Thursday, June 14, 2012

Editing a novel

In the early days of this blog, I wrote a lot about the process of writing fiction. How do you write a novel? How do you create a character? How do you write dialogue? What makes a scene work? If you click on the tag "writing process" below, you'll see those posts. The truth is that I've been learning how to write a novel as I wrote one. I find the same is true of editing.

At first, I edited the entire book from start to finish. This is a necessary process and it helps you to become familiar with the scope of your book. You get to see it in one fell swoop, in other words. But while this is definitely helpful, I found that no matter how many times I went through the book, I was still changing things. This gets to you after the 40th pass through the book. It really does.

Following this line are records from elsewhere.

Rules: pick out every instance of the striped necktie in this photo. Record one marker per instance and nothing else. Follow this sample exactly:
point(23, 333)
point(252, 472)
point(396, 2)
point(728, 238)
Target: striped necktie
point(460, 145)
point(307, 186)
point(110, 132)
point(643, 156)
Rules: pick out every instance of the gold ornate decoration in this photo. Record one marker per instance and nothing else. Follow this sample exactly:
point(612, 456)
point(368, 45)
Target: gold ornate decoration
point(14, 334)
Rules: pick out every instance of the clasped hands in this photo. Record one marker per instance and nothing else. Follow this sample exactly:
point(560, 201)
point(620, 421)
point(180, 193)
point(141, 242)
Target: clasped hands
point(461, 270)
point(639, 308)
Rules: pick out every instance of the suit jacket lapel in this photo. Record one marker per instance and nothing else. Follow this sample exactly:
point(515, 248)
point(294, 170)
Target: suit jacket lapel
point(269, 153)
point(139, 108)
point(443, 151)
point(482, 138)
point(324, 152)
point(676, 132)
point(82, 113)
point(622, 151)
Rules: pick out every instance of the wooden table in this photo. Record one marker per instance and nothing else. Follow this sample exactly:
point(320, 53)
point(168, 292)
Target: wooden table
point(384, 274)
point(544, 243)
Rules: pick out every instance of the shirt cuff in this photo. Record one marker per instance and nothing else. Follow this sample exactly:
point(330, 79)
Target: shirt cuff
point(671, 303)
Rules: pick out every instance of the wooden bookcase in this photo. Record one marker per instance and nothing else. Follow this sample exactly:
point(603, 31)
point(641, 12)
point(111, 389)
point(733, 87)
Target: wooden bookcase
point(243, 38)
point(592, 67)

Right now, I'm completing the final stage of editing my horror novel, Xmas Carol. (Yes, I'm still editing the book; what can I say? It needs it.) I'm doing the editing differently now. What I do is edit a chapter -- and immediately edit it again, and then again, and again. I do this until I'm completely satisfied with the chapter. Then I mark that chapter done and move on to the next. This seems to be working in a way that whole-book editing never did. I'm now happy with the first nine chapters of the book. It's only got 12 chapters, so I'm almost there.

I'm not sure how other fiction writers handle the editing process but this seems to be the way I do it. I'd love to hear from other writers. How did you edit your book?

As for regular readers who are dying to get their hands on Xmas Carol, I promise the book will be out by July. I swear. I'm almost there. Woot!